Let's assume we could start from scratch with almost unlimited funds to build a school district where each and every kid would have access to the exact same facilities, staff and programs. If you were to take a tour of each school, look at the facilities, talk with the teachers, see what programs they offer, you could not tell one school from another. Now let’s add the students. For the first school, let’s only allow in kids that come from a two parent household. Now for the second school, only allow in those students from single parent households. Will one of these schools produce better results? Of course they will and luckily for us, the Seattle School District has compiled the data starting on page 145.

I have analyzed the data for six of the eight K-8 schools. I removed Alt. School #1 and New School @ So. Shore because of incomplete data. I choose the K-8 schools because it is a manageable number of schools to do a quick comparison, I have no connection to any of them, in fact I do not know where any of them physically exist. I compared WASL test scores with three factors, percentage of white students (ethnicity), percentage of kids on free or reduced lunch (wealth) and students from a two parent household. For three of the six schools, two parent households was clearly the best predictor in how the students scored. In two of the schools, two parent households was an extremely close second behind ethnicity, in the sixth school, two parent household was a clear second. Ethnicity placed first twice, second once and third three times. Free and reduced lunch was first once, second twice and third three times.

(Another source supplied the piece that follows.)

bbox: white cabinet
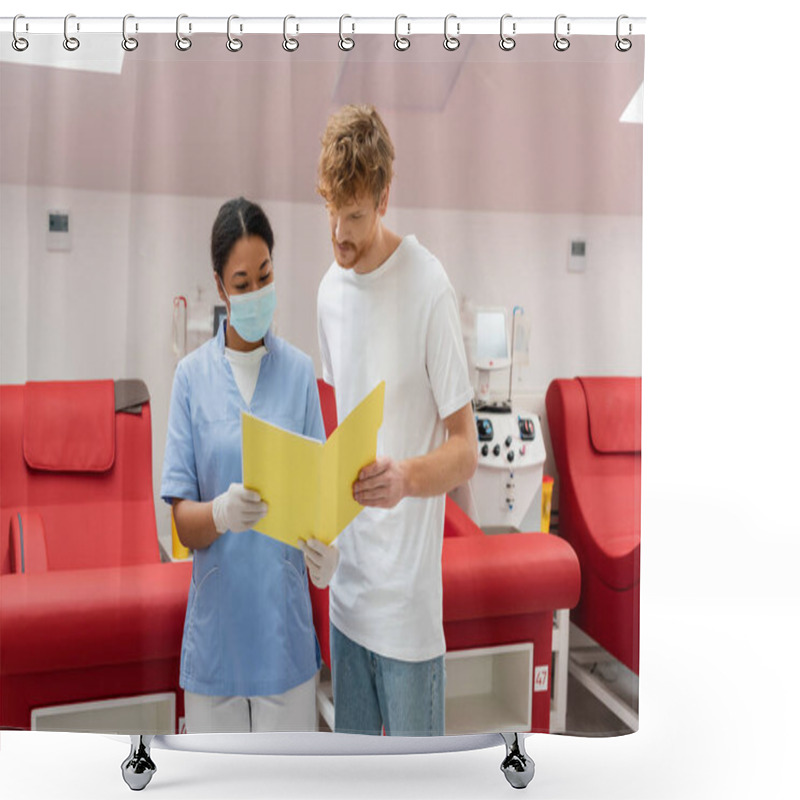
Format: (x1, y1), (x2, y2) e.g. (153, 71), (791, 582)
(31, 692), (176, 734)
(445, 643), (533, 735)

There is no question that based on the 2005 test data for the six K-8 schools with complete data that the higher the percentage of two parent households, the more likely the school will have higher test scores.

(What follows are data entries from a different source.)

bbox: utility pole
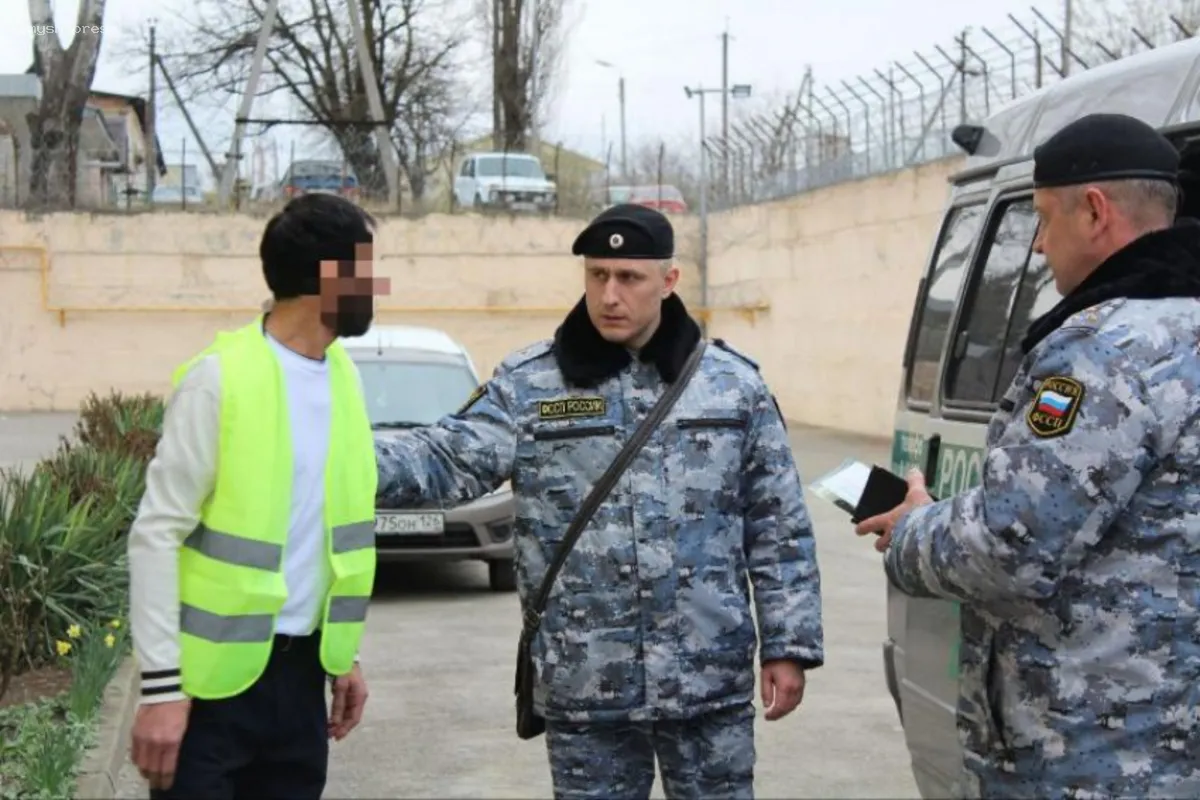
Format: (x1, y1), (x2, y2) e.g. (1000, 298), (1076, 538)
(685, 85), (710, 335)
(154, 54), (220, 182)
(1062, 0), (1074, 76)
(618, 76), (627, 177)
(492, 0), (502, 150)
(595, 60), (627, 178)
(721, 24), (729, 201)
(219, 0), (279, 206)
(528, 0), (541, 153)
(146, 20), (157, 202)
(345, 0), (400, 208)
(685, 80), (751, 332)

Now a little of my own personal observation from my own personal experience. My son’s school, a Seattle Public School, consistently has some of the highest test scores in the district. My son’s school also has 100% PTA participation. Every single family signs up for PTA. Just for comparison, my wife works in a Seattle area school district, her school has a high percentage of free and reduced lunch, high minority population, and she says the average PTA meeting has less than 10 parents present. At our school, it is standing room only. The last meeting I attended, I was not able to stand in the cafeteria, I had to stand in the hall. In addition, each and every family, 100% of the families, also contribute money to the PTA to finance additional programs. Now I know that is not something that all families at all schools will be able to do but here is something they can do and you may want to be sitting down before you read this. My son’s PTA puts on a “math night”. Let me repeat that… the PTA puts on a “math night”….and people actually go. If prior to going last year, Vegas had posted an over under number on how many students would show to math night and that number was set at 10, I would have gone with the under. When I heard the school was going to have a math night, I made all sorts of cracks about the wisdom of having that over say an Xbox night and I can make those types of remarks because one of my college degrees is in math. So here is how it works, the student and an adult “math buddy”, that would be me, go to the age appropriate class and complete 9 math related activities and get a sticker at the completion of each activity. At the end of the night, everyone gathers in the cafeteria where more fun math activities happen and then everyone who has completed all 9 activities get put into a drawing for fun and exciting math related prizes. I am going to guess that close to a third of the schools showed up for math night. Tonight was also the school Christmas Holiday Winter concert. Once again I was standing in the hall and tonight was just for grades K-2. Bottom line is the parents are involved and the test scores show it.

Nice new buildings, I am all for them. Well trained staff, let’s make sure all the schools have them. Lots of interesting programs that keep students interested in learning, super idea. You want to see high test scores, make sure the parents are involved. Unfortunately, in a city like Seattle, where nobody is willing to point a finger at anything other than a nameless faceless scapegoat like “lack of diversity” or “under funding”, there will always be schools that will always be in need of “fixing”.